All Projects → peteruhnak → Git Migration

peteruhnak / Git Migration

Licence: mit
Utility to migrate code from SmalltalkHub (or any MCZ-based repo) to Git

Programming Languages

smalltalk
420 projects

REPO MIGRATED TO https://github.com/pharo-contributions/git-migration

I no longer maintain this project.


MCZ -> Git Migration

Build Status Coverage Status

Utility to migrate code from SmalltalkHub (or any MCZ-based repo) to Git.

The output is in Tonel format.

Installation

Pharo 7

Metacello new
	baseline: 'GitMigration';
	repository: 'github://peteruhnak/git-migration/repository';
	load

Pharo 6 is not supported.

Table Of Contents

Possible Issues

This tool has been used in countless successful migrations, however it is possible that you will run into a very special edge case™. Feel free to open an issue, contact me directly, on Pharo's mailing list or Discord.
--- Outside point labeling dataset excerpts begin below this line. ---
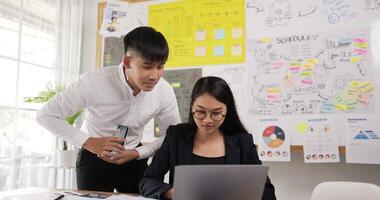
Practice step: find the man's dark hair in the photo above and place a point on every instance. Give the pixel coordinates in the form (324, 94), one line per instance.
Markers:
(219, 89)
(148, 42)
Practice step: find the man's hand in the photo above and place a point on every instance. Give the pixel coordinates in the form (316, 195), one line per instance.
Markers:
(122, 157)
(169, 194)
(104, 145)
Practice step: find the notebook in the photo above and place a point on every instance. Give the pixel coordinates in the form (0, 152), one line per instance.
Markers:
(219, 182)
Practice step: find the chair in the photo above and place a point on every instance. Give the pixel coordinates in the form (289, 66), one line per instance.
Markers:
(345, 191)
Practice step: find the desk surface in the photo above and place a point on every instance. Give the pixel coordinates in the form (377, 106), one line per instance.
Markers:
(33, 193)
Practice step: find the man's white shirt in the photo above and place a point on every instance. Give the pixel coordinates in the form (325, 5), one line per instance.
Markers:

  • Corrupted MCZs: Sometimes the MCZ that is on SmalltalkHub is corrupted. Although the MCZ contains a "backup" in form of a fileout, Pharo cannot actually correctly read this most of the time. The recommended solution is to just add the MCZ name to #ignoredFileNames:.

    • corrupted version
  • Private emails on GitHub: If you use private email on GitHub, you will need to provide your GitHub-generated alias, otherwise the push will be rejected. This applies only to the email of the person pushing to GitHub, not all committers.

  • performance

    • downloading MCZs -- GitMigration is downloading all of your project MCZs from SmalltalkHub. This can take a while depending on the quality of your connection and how SmalltalkHub feels on any particular day
    • converting (in Pharo) -- each MCZ is read from disk, parsed, and written back to disk in a different format; this can take a while for large projects
      • e.g. PolyMath with 800 commits across 70 packages took ~3 minutes on a stock HDD
    • importing (Git) -- this should be under a minute; in most cases it will probably take couple of seconds
  • MCVersion dependencies are not supported (but I don't think they were used outside of Slices)

    • if you don't know what this is, you probably don't need to care
  • preserving proper merge history (see also #4)
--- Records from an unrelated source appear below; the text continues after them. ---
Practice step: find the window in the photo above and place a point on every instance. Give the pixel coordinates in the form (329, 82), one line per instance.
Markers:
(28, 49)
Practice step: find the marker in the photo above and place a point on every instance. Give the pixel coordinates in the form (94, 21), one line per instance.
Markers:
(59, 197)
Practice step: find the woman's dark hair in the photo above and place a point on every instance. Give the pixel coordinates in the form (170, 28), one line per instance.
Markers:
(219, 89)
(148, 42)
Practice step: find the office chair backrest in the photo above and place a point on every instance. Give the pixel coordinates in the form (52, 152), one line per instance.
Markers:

    • after many hours burned on this I've concluded that there is no way to do a fully automated 1:1 migration; note that your data/commits are not lost, only the merge history will not be as rich.

Prerequisites

  • git installed in the system and available in PATH
  • Pharo 7

Usage - Quick Example

This tool generates a file for git-fast-import.

1. Add Source Repository

Add your source repository (SmalltalkHub) to Pharo, e.g. via Monticello Browser

2. Find The Initial Commit SHA

The migration will need to know from which commit it should start. This will be typically the SHA of the current commit of the master branch; you don't need the full 40-char SHA, an unambiguous prefix is enough.
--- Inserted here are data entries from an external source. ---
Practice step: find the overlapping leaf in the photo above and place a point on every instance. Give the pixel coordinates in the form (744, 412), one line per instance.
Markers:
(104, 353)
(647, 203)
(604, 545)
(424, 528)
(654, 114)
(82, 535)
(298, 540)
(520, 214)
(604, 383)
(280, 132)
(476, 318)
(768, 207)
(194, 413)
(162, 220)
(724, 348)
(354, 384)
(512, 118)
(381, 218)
The get the current commit, you can use the following:

$ git log --oneline -n 1

3. Run Migration in Pharo

See further down for a detailed line-by-line explanation.

"Pharo"
migration := GitMigration on: 'peteruhnak/breaking-mcz'.
"
migration selectedPackageNames: #('Somewhere').
migration ignoredFileNames: #('Somewhere-PeterUhnak.2').
"
migration onEmptyMessage: [ :info | 'empty commit message' ].
migration downloadAllVersions.
migration populateCaches.
migration allAuthors.
migration authors: {'PeterUhnak' -> #('Peter Uhnak' '<[email protected]>')}.
migration
	fastImportCodeToDirectory: 'repository'
	initialCommit: '5793e82'
	to: 'D:/tmp/breaking-mcz2/import.txt'

4. Import Code into Git

# Terminal
cd D:/tmp/breaking-mcz2
git fast-import < import.txt
git reset --hard master
git gc

Usage - Detailed Example

A longer description of the example above.

"Specify the name of the source repository; I am sourcing from peteruhnak/breaking-mcz project on SmalltalkHub"
migration := GitMigration on: 'peteruhnak/breaking-mcz'.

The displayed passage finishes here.